When it became clear that Conan wasn't keeping "Tonight," Fox was the most obvious suitor for his next show. It was the only one of the big four networks without a talk show, and could almost certainly pay him the biggest salary. O'Brien told Vulture that he picked TBS over Fox in part because "I don't think Fox had the affiliates lined up so we might have had to start out only being carried partially by affiliates."

What is often forgotten is that this was the second time he met with Fox, and how close he came to making a deal the first time around. This meeting is detailed in Bill Carter's book "The War For Late Night," about the 2010 "Tonight Show" conflict.

In 2001, O'Brien was in the middle of negotiations with NBC. Prime among the issues was money — O'Brien was only being paid $3 million a year (Leno and Letterman got $25 mil), and they offered him a 10% raise.
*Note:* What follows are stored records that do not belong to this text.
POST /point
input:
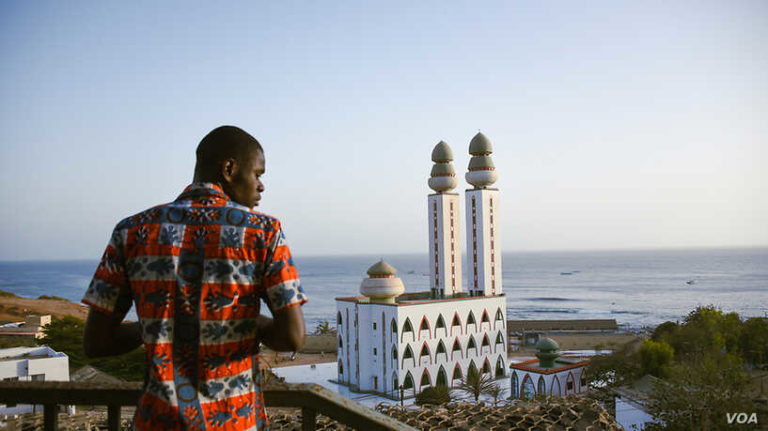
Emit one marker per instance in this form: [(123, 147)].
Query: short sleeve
[(109, 291), (282, 286)]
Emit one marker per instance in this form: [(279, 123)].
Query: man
[(197, 269)]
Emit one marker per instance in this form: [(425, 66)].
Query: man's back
[(197, 269)]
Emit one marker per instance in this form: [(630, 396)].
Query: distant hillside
[(14, 308)]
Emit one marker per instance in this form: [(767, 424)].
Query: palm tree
[(477, 383)]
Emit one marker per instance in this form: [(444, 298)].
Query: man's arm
[(285, 332), (106, 336)]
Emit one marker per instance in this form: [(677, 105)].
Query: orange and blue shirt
[(196, 270)]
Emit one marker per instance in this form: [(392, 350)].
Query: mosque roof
[(442, 153), (381, 268), (480, 145)]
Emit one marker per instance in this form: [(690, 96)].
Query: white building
[(388, 339), (31, 364), (549, 375)]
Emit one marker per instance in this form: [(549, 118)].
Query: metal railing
[(311, 398)]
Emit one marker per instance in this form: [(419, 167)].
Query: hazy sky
[(614, 124)]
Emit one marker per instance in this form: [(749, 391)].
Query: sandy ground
[(15, 309)]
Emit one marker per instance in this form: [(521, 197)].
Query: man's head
[(233, 159)]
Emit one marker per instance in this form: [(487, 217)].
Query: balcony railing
[(311, 398)]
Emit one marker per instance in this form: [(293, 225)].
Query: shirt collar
[(197, 191)]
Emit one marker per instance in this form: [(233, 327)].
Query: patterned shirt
[(197, 269)]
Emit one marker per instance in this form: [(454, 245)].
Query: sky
[(615, 124)]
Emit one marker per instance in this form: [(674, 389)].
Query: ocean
[(637, 288)]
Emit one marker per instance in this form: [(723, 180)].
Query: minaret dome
[(443, 177), (482, 172)]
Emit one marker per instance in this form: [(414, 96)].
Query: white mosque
[(388, 338)]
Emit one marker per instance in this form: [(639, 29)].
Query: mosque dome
[(482, 172), (546, 351), (442, 153), (480, 145), (381, 284), (443, 176)]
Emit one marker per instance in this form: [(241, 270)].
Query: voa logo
[(741, 418)]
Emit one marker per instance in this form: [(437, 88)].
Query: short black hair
[(219, 144)]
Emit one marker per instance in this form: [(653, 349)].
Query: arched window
[(408, 354), (425, 380), (456, 348), (425, 352), (515, 385), (486, 341), (442, 379), (457, 374), (408, 383), (528, 390), (499, 367), (471, 344), (407, 327), (440, 348)]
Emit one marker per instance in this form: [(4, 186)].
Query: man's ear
[(228, 169)]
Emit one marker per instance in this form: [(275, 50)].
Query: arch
[(527, 390), (471, 345), (515, 385), (440, 349), (471, 321), (500, 367), (554, 388), (484, 318), (425, 351), (472, 367), (456, 321), (442, 379), (456, 348), (408, 354), (424, 326), (485, 343), (440, 323), (426, 380), (407, 327), (457, 375), (570, 384), (408, 381), (395, 382)]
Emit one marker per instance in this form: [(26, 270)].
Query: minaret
[(482, 203), (444, 225)]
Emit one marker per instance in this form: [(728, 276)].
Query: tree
[(66, 335), (656, 357), (435, 395), (477, 383), (699, 396)]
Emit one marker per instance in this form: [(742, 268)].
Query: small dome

Sensing an opening, Fox made a blowaway offer: an 11pm start time; promotion during youth-oriented shows like "Family Guy," "The Simpsons," and Sunday Night Football; billing as the network's Big Star; and, most critically, a salary of $21 million a year. They also gave Conan a prescient warning: that waiting for Leno to leave would only lead to disappointment. Fox executive Peter Chernin said "Jay's not going anywhere, and if you wait for 'The Tonight Show,' it won't be worth what it is today."

As tempting as the offer was, O'Brien had several reservations. Two of the chief ones: he was upset about losing his body of work by moving to another network, and he still craved "The Tonight Show." Though O'Brien often says he has no regrets, it's undeniable that Chernin was correct.

NBC thought he astroturfed "I'm With Coco"

One of the most visible parts of the 2010 Tonight Show conflict was the online support, a novel concept at the time. As it turned out, it wasn't just critical for O'Brien's showbusiness survival — it was a harbinger of things to come. 

This was, of course, back before talk shows regularly uploaded bite-sized bits to YouTube for easy consumption. Options for watching a show at the time were limited to watching it live, catching the replay on Hulu (back when it was free), or looking on the network website the next day. The "I'm With Coco" movement was the start of something new, something he credits with "saving" him.

The online support was, in fact, too novel for some. O'Brien told Vulture in 2018 that "It even got back to me that NBC thought I was orchestrating all this grassroots online support, which I wouldn't have known how to do." The fact that a major corporate entity thought O'Brien was astroturfing his support speaks to how passionate it was.

The origins of the "Mac And Me" clip

One of the most notorious recurring bits from O'Brien's late night tenure has nothing to do with Conan and everything to do with Paul Rudd. 

Since 2004, whenever Rudd showed up to promote his work on any of O'Brien's shows, Rudd would play the same bizarre "wheelchair rolling down a cliff" excerpt from the 1988 "E.T" ripoff "Mac And Me." Every time, Rudd convinced O'Brien that he wouldn't play that clip — then did it anyway.

Rudd explained the origins of the clip (via THR) on "Conan O'Brien Needs A Friend," O'Brien's podcast. It started with Rudd's dislike of promotion: "There's something so tricky about it. Cause here I am. I'm gonna sell my wares on TV. Like, 'Here's something from what I just filmed.' It just seemed — and still does to a large extent — kind of insincere." As such, he picked a completely meaningless clip from "Mac And Me," a bad movie he stumbled across on TV.

Rudd also revealed there was another clip in contention: one from the much-maligned 1999 film "Baby Geniuses." He describes the scene that never made it: "This team of thugs are trying to track him down, trying to get this baby, and then they cut to the baby fighting a group of men and it's clearly a stunt little person just beating up these guys."